The R&R factory, based in Leeming Bar, North Yorkshire, is the UK’s largest producer of own label ice cream as well as top brands such as Nestlé’s Fab, Rowntrees’ Fruit Pastille lollies, Cadbury’s Dairy Milk chocolate sticks, Oreo ice cream and Yoomoo frozen yogurt, and now what’s left over from the production of these sweet treats will help power local homes.

So how does it work?

The transformation process resembles the human body burning calories, and like our bodies different flavours of our favourite frozen dessert amount to different levels of energy.

It transpired that chocolate ice cream provides 10% more energy than vanilla, and 20% more energy than strawberry. And if you were to add a chocolate flake to the mix it could boost the energy efficiency by 20% – adding a new significance to the renowned 99!

Estelle Brachlianoff, Senior Executive Vice President, Veolia UK & Ireland states: “This summer will see the UK’s energy mix take on a new flavour, and a delicious one at that. And even better, now there’s less reason to feel guilty about that extra mouthful of ice cream because, rest assured, none of production by-product is going to waste, as we are busy creating renewable energy with it. It’s innovation like this that is needed to ensure the UK meets the Government’s 2020 targets, and something we’re hoping to build on.”

This project is a prime example of using creative thinking to turn waste into green energy.

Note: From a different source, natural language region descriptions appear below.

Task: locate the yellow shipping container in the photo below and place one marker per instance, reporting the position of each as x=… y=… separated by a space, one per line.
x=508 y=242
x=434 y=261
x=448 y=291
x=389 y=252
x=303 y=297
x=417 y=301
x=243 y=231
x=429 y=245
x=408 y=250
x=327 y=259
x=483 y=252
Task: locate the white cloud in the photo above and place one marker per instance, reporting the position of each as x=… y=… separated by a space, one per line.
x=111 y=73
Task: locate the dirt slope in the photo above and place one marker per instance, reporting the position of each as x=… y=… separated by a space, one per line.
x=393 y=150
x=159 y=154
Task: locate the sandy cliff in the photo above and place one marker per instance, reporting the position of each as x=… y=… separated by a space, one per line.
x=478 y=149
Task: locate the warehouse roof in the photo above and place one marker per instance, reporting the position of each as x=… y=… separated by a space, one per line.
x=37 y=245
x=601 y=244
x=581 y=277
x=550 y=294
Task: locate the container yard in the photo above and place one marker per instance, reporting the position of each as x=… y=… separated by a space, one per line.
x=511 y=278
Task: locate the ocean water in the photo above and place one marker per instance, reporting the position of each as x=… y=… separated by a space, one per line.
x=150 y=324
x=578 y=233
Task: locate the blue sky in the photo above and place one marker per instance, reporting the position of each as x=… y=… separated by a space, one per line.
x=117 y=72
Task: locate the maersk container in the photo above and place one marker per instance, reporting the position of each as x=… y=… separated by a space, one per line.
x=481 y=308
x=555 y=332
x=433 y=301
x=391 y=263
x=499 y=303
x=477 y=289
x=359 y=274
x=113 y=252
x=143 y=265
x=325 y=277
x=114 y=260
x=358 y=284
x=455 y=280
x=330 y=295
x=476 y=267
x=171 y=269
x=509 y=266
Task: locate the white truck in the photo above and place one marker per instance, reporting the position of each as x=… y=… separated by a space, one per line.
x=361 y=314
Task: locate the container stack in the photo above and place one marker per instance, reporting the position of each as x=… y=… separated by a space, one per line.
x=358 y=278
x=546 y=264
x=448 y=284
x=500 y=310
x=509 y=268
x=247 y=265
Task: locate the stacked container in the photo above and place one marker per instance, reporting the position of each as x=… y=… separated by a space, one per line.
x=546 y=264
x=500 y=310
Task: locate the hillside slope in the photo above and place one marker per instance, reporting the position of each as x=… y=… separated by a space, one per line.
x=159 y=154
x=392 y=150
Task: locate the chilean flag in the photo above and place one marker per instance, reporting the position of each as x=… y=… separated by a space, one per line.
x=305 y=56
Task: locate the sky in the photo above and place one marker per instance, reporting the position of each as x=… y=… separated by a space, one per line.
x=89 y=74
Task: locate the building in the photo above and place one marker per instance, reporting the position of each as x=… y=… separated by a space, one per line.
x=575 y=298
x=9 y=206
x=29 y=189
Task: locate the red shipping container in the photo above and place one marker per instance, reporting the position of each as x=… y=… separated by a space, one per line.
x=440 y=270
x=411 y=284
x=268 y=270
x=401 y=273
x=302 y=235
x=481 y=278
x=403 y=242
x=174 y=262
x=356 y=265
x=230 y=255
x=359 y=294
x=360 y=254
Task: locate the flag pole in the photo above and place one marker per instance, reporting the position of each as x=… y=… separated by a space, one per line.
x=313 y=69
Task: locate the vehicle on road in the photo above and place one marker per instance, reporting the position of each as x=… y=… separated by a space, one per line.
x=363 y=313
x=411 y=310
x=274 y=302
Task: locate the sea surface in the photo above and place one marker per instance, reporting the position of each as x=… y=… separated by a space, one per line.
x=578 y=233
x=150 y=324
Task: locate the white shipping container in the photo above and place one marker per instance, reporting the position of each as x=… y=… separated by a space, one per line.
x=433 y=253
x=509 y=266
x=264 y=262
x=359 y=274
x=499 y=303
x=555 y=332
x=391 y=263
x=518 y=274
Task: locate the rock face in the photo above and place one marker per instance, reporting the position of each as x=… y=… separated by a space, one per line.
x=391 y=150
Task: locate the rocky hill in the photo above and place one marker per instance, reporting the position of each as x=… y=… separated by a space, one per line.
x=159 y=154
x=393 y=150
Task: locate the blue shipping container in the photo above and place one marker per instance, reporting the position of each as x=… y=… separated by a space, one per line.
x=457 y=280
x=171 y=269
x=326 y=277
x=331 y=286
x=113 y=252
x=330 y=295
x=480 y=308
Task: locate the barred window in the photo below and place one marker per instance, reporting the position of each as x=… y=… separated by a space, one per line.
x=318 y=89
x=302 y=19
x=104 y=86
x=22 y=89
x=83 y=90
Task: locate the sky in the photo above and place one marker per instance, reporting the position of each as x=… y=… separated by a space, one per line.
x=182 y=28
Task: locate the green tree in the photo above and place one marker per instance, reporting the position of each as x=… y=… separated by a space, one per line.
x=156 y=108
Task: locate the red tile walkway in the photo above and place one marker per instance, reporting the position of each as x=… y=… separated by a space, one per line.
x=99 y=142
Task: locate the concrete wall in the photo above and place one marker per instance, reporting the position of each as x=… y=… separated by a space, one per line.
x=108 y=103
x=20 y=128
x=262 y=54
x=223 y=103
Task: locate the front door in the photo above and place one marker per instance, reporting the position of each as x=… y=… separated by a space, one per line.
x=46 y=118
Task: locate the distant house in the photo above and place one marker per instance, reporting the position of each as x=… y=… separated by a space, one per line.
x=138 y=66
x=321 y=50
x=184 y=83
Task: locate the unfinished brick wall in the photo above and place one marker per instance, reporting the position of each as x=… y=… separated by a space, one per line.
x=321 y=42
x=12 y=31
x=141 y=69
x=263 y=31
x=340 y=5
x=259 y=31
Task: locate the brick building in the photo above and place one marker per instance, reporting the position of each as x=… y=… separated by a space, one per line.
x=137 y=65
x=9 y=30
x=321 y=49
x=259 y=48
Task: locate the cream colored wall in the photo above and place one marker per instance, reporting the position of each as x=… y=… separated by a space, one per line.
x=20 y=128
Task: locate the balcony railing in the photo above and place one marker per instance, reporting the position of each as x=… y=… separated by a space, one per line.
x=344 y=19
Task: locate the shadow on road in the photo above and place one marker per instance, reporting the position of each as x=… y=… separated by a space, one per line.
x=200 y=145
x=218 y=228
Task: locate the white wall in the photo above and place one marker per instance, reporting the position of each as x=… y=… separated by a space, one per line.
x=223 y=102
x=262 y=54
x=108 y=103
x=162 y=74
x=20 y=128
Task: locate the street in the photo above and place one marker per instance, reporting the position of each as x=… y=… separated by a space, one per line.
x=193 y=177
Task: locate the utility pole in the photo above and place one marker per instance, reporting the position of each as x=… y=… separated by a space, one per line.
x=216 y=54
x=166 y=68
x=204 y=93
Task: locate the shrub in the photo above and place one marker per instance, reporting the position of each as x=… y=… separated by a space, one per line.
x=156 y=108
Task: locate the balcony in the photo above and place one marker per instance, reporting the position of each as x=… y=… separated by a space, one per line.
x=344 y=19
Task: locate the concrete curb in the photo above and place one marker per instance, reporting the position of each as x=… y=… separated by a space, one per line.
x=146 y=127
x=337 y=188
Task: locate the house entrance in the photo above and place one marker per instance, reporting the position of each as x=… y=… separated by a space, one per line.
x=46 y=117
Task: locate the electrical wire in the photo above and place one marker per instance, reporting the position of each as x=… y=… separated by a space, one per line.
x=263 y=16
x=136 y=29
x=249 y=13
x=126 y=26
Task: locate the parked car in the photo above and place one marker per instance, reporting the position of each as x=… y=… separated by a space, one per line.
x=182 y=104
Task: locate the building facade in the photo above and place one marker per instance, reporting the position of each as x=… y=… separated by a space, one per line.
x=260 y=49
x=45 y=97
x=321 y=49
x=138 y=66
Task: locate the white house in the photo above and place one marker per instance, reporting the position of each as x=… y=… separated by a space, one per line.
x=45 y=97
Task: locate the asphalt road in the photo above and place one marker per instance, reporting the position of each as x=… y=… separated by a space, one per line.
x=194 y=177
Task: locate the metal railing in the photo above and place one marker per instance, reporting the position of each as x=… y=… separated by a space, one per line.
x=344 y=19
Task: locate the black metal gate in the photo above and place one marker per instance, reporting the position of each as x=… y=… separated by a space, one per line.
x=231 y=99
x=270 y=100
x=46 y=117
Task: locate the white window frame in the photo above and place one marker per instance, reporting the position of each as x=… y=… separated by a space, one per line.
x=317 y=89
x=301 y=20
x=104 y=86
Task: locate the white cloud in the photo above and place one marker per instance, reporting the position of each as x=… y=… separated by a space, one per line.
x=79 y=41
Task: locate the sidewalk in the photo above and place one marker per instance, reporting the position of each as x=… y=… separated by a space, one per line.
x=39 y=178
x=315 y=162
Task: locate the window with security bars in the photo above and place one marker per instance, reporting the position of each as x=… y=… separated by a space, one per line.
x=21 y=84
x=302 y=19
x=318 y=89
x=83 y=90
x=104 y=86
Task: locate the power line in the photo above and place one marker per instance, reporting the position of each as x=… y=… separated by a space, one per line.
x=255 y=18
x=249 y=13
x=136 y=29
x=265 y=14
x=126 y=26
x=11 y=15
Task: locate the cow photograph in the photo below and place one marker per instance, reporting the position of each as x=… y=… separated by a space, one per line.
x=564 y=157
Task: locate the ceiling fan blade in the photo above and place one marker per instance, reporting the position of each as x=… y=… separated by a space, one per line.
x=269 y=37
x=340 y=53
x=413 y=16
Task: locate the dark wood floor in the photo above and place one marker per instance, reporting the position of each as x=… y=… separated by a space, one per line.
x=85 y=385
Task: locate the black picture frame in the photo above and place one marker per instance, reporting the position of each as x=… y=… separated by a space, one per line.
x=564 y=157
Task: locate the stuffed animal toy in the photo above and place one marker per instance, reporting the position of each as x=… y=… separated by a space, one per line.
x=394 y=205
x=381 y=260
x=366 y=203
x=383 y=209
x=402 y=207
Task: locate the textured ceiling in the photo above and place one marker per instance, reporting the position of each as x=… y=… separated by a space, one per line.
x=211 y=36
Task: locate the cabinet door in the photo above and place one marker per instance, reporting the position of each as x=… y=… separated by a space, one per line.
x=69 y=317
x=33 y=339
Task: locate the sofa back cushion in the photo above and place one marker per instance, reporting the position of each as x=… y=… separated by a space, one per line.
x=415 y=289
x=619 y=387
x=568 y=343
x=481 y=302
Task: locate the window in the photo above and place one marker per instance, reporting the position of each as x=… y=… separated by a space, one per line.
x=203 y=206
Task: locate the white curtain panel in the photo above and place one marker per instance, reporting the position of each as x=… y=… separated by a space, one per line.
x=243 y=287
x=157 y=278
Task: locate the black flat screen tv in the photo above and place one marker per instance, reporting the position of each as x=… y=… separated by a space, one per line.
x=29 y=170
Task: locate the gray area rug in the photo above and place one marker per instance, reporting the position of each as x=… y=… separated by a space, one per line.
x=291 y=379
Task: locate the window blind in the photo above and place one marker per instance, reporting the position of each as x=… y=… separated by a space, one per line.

Mike Dunn, Director of Iona Capital, adds: “Green infrastructure has the Government’s backing and it is an area that we are seeing more and more investors taking an interest in. This is especially true with local authority and public sector pension funds who want to show their members they are investing responsibly.”

The raw material that goes into this facility would otherwise be discarded and sent to landfill, now it is now only avoiding landfill but the by-product that is leftover at the end of the AD process is a nutrient rich fertiliser that can be distributed to farms to improve crop production.

The facility, which is one of the largest gas-to-grid energy plants in the UK, is now fully functional, and will contribute to the Government’s target for 20% of the UK’s energy generation to come from green energy by 2020.